The app’s developers claimed that the aforementioned user has now been “permanently banned”, and that new “safeguards” has been newly installed in order to prevent a potential repeat incident. However, some privacy and security analysts aren’t entirely convinced.
“Clubhouse cannot provide any privacy promises for conversations held anywhere around the world,” former Facebook security chief Alex Stamos told Bloomberg. Stamos now heads the Stanford Internet Observatory (SIO), which last week revealed the social app’s potential vulnerability to spying by the Chinese government.
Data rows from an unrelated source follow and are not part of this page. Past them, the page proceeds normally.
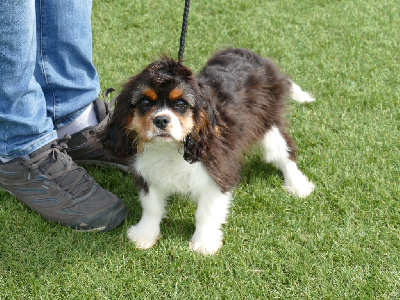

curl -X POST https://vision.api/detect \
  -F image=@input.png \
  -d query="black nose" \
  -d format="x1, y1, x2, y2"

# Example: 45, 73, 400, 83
153, 115, 170, 130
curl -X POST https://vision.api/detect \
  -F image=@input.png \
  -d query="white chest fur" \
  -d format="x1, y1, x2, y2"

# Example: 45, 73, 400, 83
134, 141, 215, 197
129, 140, 234, 255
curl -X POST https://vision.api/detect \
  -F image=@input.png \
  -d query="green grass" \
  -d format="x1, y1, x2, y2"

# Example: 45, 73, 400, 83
1, 0, 399, 298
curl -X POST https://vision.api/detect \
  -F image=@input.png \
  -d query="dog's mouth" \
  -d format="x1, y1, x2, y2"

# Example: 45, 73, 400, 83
154, 133, 172, 140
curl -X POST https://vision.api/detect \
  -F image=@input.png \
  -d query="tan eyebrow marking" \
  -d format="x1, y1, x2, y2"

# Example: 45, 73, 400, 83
142, 88, 158, 101
168, 88, 183, 101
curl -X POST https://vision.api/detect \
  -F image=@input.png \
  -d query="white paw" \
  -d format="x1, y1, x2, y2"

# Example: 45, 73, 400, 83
189, 229, 223, 255
127, 224, 160, 249
285, 176, 315, 198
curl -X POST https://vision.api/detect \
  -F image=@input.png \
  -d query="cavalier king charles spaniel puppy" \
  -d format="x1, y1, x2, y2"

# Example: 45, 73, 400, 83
101, 48, 315, 255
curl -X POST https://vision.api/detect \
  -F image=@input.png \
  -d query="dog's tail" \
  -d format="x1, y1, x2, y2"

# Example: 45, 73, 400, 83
289, 81, 315, 103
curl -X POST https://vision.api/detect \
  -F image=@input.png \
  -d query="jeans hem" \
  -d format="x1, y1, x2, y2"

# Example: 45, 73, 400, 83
0, 131, 57, 159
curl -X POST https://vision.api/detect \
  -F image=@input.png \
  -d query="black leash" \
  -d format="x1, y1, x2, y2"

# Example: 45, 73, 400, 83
177, 0, 191, 63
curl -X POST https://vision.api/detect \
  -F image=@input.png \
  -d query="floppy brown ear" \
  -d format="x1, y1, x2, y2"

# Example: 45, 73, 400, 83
183, 108, 222, 164
101, 95, 138, 158
183, 132, 201, 164
183, 83, 223, 164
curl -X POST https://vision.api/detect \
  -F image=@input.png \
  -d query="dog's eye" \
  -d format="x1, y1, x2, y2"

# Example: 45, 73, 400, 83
174, 99, 188, 109
139, 98, 151, 108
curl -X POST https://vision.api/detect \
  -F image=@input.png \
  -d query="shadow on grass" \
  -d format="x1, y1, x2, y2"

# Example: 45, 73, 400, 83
240, 152, 282, 185
80, 153, 283, 246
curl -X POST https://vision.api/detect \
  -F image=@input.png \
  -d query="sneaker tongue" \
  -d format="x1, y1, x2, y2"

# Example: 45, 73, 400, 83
29, 142, 73, 185
29, 141, 56, 159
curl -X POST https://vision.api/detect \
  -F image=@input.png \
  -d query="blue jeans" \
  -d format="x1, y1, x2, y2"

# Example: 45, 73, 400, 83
0, 0, 100, 159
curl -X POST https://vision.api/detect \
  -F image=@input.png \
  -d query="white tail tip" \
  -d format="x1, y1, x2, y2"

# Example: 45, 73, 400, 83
290, 81, 316, 103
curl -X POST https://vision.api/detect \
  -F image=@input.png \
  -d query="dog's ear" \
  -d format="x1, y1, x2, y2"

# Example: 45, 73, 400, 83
101, 92, 138, 158
183, 82, 224, 164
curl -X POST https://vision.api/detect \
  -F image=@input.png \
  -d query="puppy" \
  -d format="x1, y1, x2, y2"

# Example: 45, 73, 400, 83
102, 48, 315, 254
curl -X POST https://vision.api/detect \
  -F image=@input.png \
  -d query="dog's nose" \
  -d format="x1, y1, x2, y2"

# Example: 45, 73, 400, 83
153, 115, 170, 130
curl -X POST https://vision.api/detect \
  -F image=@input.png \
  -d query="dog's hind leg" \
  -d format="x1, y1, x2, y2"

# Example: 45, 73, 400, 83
289, 81, 315, 103
261, 126, 314, 197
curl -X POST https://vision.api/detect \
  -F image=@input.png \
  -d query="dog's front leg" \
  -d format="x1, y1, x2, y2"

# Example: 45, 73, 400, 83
190, 187, 232, 255
127, 186, 167, 249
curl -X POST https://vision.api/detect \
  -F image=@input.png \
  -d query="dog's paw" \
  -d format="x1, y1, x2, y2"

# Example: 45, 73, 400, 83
285, 175, 315, 198
189, 229, 223, 255
127, 224, 160, 249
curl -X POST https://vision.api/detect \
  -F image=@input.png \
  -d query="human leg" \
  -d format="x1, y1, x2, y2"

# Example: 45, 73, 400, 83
0, 1, 128, 231
34, 0, 100, 129
0, 0, 56, 159
33, 0, 131, 170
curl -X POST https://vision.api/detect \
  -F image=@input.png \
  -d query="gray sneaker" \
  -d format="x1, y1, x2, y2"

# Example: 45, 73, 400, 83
0, 140, 128, 232
64, 89, 132, 172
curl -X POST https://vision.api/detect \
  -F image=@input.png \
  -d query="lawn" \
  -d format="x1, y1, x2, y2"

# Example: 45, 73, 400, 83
1, 0, 399, 298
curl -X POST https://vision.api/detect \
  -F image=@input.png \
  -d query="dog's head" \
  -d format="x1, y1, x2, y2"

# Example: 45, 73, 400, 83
101, 57, 220, 162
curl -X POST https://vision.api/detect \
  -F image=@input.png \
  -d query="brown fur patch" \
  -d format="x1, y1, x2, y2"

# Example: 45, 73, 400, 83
194, 110, 208, 133
128, 108, 156, 152
142, 88, 158, 101
214, 126, 221, 137
168, 88, 183, 101
177, 110, 195, 138
124, 113, 134, 135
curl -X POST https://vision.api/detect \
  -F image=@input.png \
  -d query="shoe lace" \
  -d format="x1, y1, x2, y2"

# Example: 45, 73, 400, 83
22, 136, 93, 197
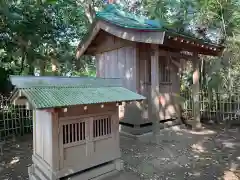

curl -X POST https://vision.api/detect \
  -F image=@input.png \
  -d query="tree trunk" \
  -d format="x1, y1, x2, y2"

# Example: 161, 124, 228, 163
51, 58, 58, 76
19, 47, 26, 75
28, 65, 35, 75
85, 3, 95, 23
77, 1, 96, 24
25, 48, 36, 75
39, 61, 46, 76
The SIO had also pointed to Clubhouse’s links to Agora, a Shanghai-based company that is subject to China’s internet laws and legal requests. Agora handles a good chunk of the app’s back-end operations, including the processing of data traffic and audio production.
Bloomberg added that the Chinese company’s value has climbed over 150% since mid-January, making its current worth close to USD$10 billion (~RM40.4 billion). Clubhouse itself has seen astounding growth, doubling its global downloads in a span of weeks. In Malaysia, it is currently holds the ranking of most popular free iOS software available on the Apple App Store.
Anyway, if you’re a Clubhouse user, we strongly urge you to be cautious when using the app. For the time being (at least), just assume everything you say in chatrooms on the platform isn’t private.